So, what was behind this sudden surge in activity?
The primary driver was a flurry of activity among first-time buyers, many of whom were determined to beat the stamp duty deadline that came into force on 1st April. With changes to stamp duty rules on the horizon, buyers acted quickly to lock in deals and avoid additional costs. It’s a pattern we’ve seen many times before in the UK housing market, where tax policy has a direct and immediate influence on buyer behaviour.
Historical echoes: Stamp duty as a market mover
This is not the first time that stamp duty changes have dramatically influenced the volume of housing transactions. A look back over the past two decades shows multiple clear spikes in activity, each closely tied to shifts in stamp duty policy.

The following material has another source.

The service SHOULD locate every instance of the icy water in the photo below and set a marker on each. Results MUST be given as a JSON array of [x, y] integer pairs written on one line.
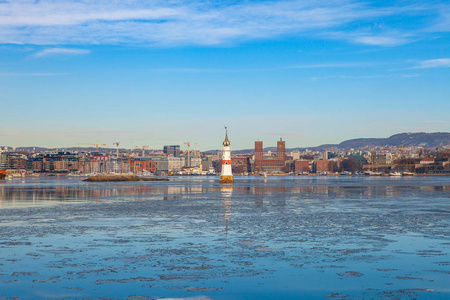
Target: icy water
[[332, 237]]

In 2016, for example, there was a major surge in transactions in the run-up to the introduction of the 3% stamp duty surcharge on second homes. Investors and second-home buyers rushed to complete deals before the surcharge came into effect, creating a temporary but sharp increase in demand.
Similarly, during the COVID-19 pandemic, the government introduced a stamp duty holiday to help stimulate the market during uncertain economic times. This exemption led to a wave of activity across the housing market, especially in the second half of 2020 and into 2021, as buyers sought to make the most of the savings on offer.
March 2025’s spike is the latest chapter in this long-running trend. It serves as a powerful reminder of how sensitive the housing market is to government incentives and fiscal policy changes. When tax savings are on the line, buyers often respond with speed and urgency.